Copy carefully: runtime ergonomics and environment handling.
Risk: very easy to absorb too much framework complexity.
### 5. aider's architect/editor split
Source: https://aider.chat/2024/09/26/architect.html
What to study: separate high-level reasoning from concrete editing.
Copy: planner/editor separation can help when one lane should stay terse and execution-oriented.
Risk: only worth it if the split clearly improves results on your tasks.
### 6. ATLAS (Adaptive Test-time Learning and Autonomous Specialization)
Source: https://github.com/itigges22/ATLAS
What to study:
- Self-hosted coding agent achieving 74.6% on LiveCodeBench using a quantized 14B Qwen model on a single consumer GPU (RTX 5060 Ti, 16GB VRAM).
- Three-phase pipeline: **Generate → Verify → Repair**
- *Generate*: PlanSearch extracts constraints and produces diverse candidate solutions; Budget Forcing controls token spend during inference
- *Verify*: a "Geometric Lens" component scores candidates with a 5120-dimensional energy field (87.8% selection accuracy) plus sandboxed execution
- *Repair*: failing candidates trigger self-generated test cases and iterative refinement via PR-CoT (Problem-Repair Chain-of-Thought)

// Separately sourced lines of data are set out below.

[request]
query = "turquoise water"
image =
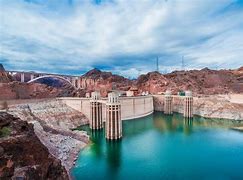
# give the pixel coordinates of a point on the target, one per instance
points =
(165, 147)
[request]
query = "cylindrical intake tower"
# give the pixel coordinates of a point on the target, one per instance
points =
(113, 117)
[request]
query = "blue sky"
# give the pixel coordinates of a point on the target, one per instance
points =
(122, 36)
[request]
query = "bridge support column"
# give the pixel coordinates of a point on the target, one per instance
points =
(96, 111)
(168, 103)
(32, 76)
(188, 105)
(22, 77)
(113, 117)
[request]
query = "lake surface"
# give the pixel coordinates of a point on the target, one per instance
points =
(164, 147)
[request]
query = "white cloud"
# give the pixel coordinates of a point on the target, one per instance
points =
(84, 34)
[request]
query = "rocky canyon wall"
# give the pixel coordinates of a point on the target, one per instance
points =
(53, 122)
(206, 106)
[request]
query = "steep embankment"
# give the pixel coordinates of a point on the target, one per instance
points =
(22, 155)
(210, 106)
(52, 122)
(203, 81)
(104, 81)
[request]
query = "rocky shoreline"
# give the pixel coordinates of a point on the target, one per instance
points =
(22, 155)
(52, 121)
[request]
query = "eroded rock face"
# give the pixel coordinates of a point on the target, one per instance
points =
(4, 77)
(209, 107)
(23, 156)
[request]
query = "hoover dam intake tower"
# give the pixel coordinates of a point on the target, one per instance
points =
(95, 111)
(113, 117)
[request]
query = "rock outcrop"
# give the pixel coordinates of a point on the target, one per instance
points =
(104, 82)
(203, 81)
(4, 77)
(22, 155)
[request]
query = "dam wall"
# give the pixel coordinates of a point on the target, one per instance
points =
(131, 107)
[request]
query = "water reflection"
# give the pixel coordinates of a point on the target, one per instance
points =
(113, 157)
(96, 136)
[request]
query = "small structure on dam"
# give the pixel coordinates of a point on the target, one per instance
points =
(113, 117)
(188, 105)
(95, 111)
(168, 103)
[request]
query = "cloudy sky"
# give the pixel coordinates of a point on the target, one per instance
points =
(122, 36)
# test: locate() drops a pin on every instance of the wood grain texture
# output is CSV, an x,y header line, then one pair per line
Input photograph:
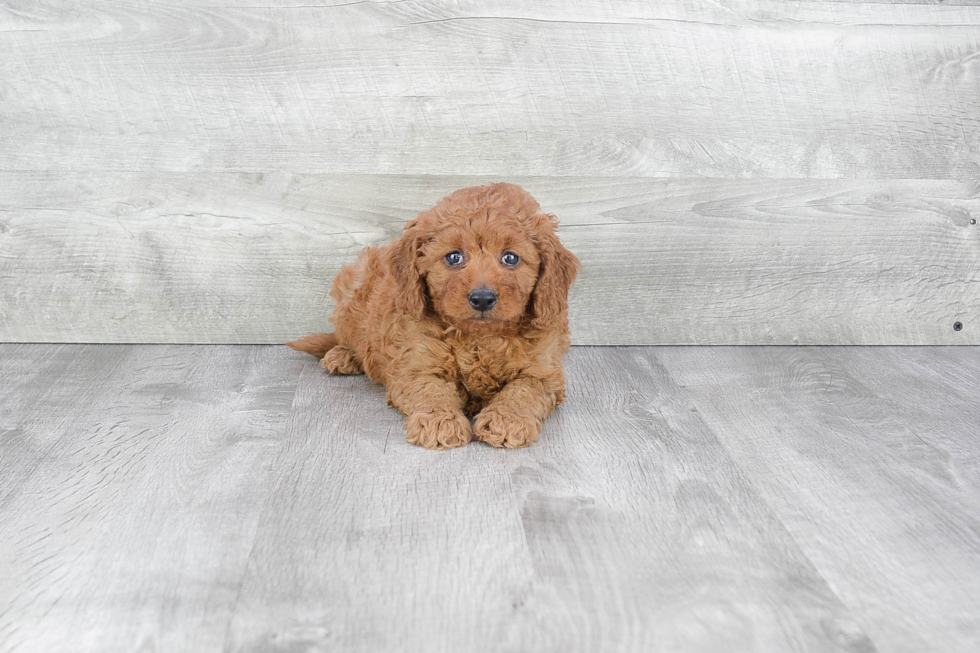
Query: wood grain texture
x,y
249,258
692,499
132,478
731,89
626,528
870,458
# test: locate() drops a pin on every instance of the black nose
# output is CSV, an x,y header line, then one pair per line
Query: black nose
x,y
482,299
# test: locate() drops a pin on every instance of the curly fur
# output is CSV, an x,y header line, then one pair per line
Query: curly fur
x,y
402,316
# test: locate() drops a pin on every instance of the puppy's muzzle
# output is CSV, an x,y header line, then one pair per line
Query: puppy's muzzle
x,y
482,299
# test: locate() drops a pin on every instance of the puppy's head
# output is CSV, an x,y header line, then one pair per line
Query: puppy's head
x,y
485,259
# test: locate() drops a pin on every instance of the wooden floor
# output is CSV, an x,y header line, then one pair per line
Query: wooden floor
x,y
235,498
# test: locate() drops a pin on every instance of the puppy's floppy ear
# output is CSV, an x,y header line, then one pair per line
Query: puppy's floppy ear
x,y
559,267
402,262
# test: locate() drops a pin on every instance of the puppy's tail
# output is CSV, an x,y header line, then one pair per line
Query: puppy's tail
x,y
315,344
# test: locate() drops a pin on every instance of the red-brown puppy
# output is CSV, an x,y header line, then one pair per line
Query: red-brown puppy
x,y
466,315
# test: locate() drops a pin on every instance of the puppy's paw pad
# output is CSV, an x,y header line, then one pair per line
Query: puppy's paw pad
x,y
341,360
509,431
443,430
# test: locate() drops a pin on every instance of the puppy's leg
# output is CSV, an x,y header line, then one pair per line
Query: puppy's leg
x,y
513,417
342,360
434,410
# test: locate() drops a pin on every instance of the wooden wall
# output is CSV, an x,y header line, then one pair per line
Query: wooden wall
x,y
729,172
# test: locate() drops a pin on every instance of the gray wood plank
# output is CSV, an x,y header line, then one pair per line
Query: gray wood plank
x,y
869,457
147,469
759,88
626,527
239,258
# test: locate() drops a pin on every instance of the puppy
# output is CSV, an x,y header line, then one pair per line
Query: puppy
x,y
465,316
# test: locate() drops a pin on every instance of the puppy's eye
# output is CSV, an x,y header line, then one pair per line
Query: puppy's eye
x,y
454,258
510,259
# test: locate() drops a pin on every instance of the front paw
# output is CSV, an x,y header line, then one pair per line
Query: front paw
x,y
506,430
442,430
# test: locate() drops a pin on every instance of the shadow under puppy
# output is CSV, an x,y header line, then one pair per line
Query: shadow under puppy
x,y
466,315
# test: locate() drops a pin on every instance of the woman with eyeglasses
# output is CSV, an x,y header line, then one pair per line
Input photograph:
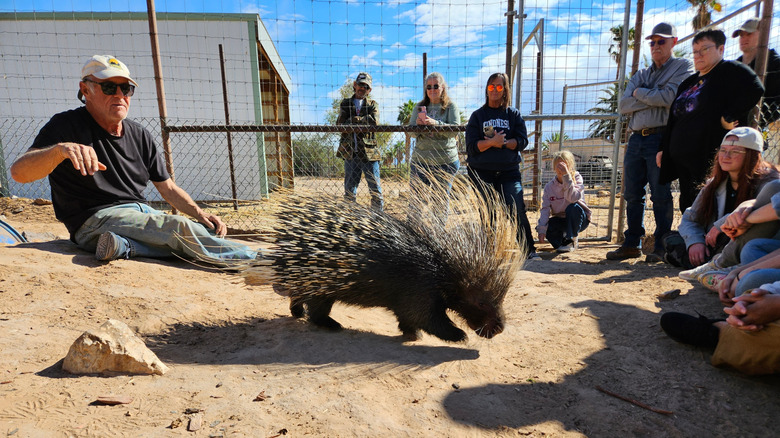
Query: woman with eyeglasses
x,y
435,157
715,99
739,174
495,137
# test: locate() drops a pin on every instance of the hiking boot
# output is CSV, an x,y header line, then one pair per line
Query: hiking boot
x,y
688,329
695,273
111,247
624,252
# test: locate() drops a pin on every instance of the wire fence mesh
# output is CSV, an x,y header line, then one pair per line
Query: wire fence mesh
x,y
291,63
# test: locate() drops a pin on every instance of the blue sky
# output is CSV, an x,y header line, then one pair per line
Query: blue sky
x,y
324,43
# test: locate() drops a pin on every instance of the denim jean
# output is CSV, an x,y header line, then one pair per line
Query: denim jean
x,y
152,233
752,251
563,230
755,279
424,178
732,252
509,184
639,169
353,169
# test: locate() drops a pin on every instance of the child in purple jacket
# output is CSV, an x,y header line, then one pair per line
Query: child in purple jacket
x,y
564,213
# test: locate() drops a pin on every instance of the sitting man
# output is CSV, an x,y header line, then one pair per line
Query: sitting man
x,y
747,341
99,163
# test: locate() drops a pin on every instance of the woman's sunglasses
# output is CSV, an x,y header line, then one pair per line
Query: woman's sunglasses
x,y
109,88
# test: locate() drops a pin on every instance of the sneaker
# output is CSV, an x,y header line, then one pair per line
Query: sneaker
x,y
711,280
690,330
657,256
624,252
111,247
695,273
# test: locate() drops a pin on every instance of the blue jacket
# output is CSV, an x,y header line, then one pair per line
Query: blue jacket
x,y
508,121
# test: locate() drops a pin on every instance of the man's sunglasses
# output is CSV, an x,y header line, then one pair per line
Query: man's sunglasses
x,y
109,88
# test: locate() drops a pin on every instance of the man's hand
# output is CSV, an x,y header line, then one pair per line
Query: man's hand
x,y
213,222
753,310
711,238
83,157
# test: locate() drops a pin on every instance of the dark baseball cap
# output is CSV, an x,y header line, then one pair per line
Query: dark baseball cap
x,y
664,30
363,78
749,26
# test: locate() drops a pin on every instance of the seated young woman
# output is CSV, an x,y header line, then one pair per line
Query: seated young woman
x,y
739,174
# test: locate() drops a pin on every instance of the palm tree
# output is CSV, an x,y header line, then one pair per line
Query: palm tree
x,y
604,128
703,16
553,138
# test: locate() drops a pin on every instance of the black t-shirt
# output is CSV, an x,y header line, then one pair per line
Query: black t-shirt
x,y
132,160
506,120
694,131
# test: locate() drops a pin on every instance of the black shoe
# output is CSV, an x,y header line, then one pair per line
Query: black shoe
x,y
691,330
624,252
657,256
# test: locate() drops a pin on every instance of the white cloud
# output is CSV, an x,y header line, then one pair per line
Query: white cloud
x,y
364,61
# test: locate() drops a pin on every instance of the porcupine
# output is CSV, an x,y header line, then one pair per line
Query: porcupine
x,y
331,250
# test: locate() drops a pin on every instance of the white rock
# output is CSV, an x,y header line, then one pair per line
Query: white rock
x,y
113,348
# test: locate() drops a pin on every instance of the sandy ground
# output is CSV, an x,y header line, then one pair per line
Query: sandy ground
x,y
576,323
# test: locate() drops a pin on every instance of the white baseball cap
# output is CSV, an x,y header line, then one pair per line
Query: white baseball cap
x,y
748,138
105,67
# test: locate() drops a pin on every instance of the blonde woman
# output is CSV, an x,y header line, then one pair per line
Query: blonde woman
x,y
564,213
435,157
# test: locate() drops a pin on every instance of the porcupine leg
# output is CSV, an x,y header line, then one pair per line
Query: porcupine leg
x,y
441,325
319,313
296,307
410,333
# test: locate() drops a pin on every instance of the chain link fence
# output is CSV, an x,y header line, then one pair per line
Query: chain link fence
x,y
235,181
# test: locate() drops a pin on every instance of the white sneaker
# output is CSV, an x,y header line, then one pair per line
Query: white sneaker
x,y
569,247
695,273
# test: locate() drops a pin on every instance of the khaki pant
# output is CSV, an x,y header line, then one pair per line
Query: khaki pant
x,y
748,352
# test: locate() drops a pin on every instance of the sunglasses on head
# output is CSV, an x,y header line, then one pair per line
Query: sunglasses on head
x,y
109,88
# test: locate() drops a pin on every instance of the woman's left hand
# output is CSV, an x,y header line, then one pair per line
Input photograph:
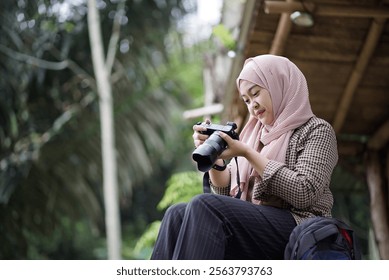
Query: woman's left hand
x,y
235,147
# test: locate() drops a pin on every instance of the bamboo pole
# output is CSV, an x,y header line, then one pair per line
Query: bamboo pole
x,y
378,204
278,7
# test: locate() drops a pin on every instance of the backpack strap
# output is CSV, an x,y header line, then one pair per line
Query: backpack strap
x,y
307,240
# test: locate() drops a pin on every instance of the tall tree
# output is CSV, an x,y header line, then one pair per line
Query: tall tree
x,y
102,71
50,179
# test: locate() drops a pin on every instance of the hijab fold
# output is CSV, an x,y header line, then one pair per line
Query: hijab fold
x,y
290,98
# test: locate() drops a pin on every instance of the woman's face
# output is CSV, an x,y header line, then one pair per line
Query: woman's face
x,y
258,101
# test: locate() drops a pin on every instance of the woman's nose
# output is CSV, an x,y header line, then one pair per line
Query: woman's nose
x,y
255,105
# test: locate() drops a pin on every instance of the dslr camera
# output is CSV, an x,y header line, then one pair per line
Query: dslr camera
x,y
207,153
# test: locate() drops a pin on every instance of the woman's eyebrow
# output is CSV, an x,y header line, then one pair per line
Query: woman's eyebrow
x,y
253,89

- ~$0.004/task in local electricity vs. $0.043$0.066 for comparable API services; no external API calls.
Why it belongs here:
- Working proof that smart infrastructure — not model scale — can close the gap with frontier systems. Doubles baseline pass rate (from ~38% to 74.6%) entirely through the generation/verification/repair scaffold.
Copy:
- generate → external verify → self-repair loop as a default pattern for coding tasks.

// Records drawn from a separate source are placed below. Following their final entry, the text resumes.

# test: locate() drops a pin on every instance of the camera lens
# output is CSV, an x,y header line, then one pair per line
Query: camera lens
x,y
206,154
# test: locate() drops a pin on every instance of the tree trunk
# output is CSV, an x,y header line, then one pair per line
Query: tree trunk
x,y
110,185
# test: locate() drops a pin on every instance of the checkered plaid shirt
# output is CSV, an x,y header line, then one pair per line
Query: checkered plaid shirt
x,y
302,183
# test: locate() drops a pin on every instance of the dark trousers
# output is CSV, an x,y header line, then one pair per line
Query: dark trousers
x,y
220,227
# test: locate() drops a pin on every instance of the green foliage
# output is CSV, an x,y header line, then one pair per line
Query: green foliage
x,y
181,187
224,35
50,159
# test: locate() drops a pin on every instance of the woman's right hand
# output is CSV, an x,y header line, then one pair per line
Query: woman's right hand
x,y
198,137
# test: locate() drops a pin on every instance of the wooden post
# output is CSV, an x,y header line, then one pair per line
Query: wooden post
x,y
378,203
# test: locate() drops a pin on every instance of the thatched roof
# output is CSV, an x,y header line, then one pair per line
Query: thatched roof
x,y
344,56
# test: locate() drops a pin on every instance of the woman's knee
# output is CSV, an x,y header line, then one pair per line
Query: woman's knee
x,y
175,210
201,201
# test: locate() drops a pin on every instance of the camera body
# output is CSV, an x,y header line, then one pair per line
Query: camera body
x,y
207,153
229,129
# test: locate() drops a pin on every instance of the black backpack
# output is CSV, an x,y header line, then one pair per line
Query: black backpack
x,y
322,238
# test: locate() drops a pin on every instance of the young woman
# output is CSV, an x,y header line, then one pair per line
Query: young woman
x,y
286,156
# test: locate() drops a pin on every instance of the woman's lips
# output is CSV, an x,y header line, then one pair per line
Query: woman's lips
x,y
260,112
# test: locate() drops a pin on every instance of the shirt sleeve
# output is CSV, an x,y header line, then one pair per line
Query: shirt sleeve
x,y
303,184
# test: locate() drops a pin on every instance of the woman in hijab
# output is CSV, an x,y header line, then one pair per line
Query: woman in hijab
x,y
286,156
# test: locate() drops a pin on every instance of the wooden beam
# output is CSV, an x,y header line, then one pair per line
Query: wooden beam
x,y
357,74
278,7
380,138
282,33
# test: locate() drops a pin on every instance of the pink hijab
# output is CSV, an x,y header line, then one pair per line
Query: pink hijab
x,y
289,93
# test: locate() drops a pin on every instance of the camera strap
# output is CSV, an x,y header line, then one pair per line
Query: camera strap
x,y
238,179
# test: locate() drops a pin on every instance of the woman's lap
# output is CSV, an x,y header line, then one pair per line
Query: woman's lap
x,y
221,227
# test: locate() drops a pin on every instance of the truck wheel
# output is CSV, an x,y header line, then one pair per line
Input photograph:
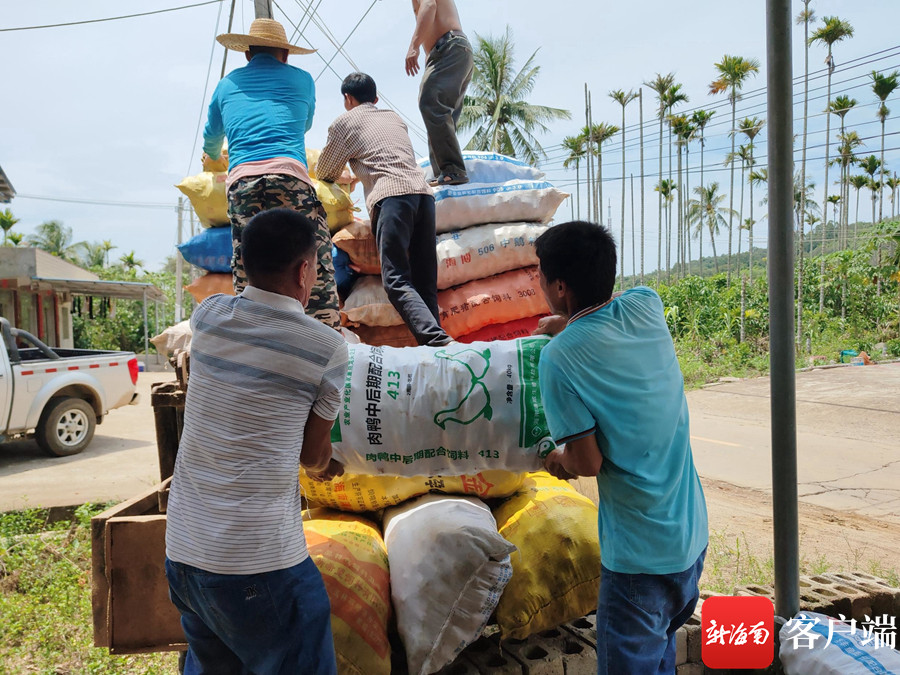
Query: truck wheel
x,y
66,426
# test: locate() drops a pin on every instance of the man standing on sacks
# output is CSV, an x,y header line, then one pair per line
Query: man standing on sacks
x,y
265,109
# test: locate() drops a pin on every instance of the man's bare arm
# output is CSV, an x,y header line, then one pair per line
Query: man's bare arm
x,y
315,455
426,12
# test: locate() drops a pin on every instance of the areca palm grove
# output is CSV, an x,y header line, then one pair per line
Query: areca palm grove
x,y
733,71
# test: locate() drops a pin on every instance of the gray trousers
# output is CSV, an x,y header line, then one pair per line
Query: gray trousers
x,y
448,70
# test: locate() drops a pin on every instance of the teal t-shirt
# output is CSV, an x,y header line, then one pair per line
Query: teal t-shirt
x,y
614,373
265,110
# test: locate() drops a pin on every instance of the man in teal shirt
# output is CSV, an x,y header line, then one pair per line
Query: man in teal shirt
x,y
614,396
265,109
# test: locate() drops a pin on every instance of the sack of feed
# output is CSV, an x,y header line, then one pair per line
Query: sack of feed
x,y
485,250
442,411
448,568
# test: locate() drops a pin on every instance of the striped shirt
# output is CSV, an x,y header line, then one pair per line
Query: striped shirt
x,y
259,365
377,145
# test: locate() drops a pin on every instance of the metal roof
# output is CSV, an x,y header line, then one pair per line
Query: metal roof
x,y
7,191
127,290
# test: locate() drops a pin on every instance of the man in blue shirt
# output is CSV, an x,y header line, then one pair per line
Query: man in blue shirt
x,y
265,109
614,398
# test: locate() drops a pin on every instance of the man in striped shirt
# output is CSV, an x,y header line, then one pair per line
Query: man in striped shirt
x,y
265,388
401,206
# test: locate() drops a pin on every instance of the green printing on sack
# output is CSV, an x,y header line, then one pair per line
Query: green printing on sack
x,y
533,428
444,416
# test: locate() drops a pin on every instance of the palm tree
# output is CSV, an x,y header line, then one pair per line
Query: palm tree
x,y
496,106
840,106
858,181
744,153
832,31
733,73
55,238
883,86
750,127
107,247
805,17
892,183
666,190
674,96
623,99
595,137
130,261
707,211
7,221
870,166
700,119
850,141
90,254
660,84
575,146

- Budget forcing to limit token waste on low-confidence generations.
- Distinguish candidate selection accuracy from final pass rate — they are different metrics.
Avoid:
- Treating it as a general-purpose agent; optimized explicitly for LiveCodeBench.

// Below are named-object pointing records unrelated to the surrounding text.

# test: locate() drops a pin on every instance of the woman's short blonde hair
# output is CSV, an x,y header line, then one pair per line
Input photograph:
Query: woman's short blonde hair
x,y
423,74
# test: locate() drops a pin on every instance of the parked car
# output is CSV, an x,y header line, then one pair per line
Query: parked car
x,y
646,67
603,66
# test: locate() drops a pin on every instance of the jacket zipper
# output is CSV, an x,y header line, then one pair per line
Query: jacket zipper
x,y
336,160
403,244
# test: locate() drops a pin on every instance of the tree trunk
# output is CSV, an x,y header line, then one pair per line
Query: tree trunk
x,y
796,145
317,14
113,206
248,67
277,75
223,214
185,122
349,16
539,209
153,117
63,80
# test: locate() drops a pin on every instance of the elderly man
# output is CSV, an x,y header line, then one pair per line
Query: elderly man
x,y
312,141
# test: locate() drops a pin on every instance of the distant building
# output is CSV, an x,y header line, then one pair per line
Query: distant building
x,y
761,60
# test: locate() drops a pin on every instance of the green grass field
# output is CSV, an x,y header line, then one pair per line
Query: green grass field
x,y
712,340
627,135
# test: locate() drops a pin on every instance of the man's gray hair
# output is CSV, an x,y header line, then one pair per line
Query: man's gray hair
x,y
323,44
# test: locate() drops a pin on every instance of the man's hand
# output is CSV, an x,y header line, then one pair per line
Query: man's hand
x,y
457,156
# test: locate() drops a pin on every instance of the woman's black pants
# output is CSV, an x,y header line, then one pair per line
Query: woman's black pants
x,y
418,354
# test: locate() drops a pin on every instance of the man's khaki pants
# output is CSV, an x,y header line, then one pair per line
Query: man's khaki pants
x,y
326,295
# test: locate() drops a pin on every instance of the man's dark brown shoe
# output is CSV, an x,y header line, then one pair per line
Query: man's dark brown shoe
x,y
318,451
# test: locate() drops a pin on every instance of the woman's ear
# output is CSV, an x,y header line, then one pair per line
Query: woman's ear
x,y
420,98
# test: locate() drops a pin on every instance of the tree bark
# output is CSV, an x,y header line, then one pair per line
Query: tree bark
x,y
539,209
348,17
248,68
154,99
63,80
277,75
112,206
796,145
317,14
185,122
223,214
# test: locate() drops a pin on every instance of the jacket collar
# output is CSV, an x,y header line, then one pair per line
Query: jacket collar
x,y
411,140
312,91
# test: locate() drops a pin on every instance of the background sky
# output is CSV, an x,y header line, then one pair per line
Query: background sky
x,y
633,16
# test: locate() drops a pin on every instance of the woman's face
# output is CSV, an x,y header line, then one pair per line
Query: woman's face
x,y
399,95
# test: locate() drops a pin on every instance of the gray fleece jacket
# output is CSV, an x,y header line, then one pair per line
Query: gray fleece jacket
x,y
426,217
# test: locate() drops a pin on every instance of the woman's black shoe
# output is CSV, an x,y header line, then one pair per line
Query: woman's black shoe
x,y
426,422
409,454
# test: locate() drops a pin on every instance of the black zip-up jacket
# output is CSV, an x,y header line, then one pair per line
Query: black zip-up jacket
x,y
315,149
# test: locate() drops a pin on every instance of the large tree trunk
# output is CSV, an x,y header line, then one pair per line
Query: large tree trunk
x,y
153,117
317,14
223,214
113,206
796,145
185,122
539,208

- Sequential pipeline if throughput matters.
Risk: the Geometric Lens is described as undertrained; verification signal could be a bottleneck on new domains.
---
## Distilled Rules for Orchestration
### Choosing the Architecture
- Default to a single LLM call or a simple workflow.
- Add an evaluator-optimizer loop when correctness matters and the task benefits from revision.
- Add multiple agents only when evals show clear gains from role separation.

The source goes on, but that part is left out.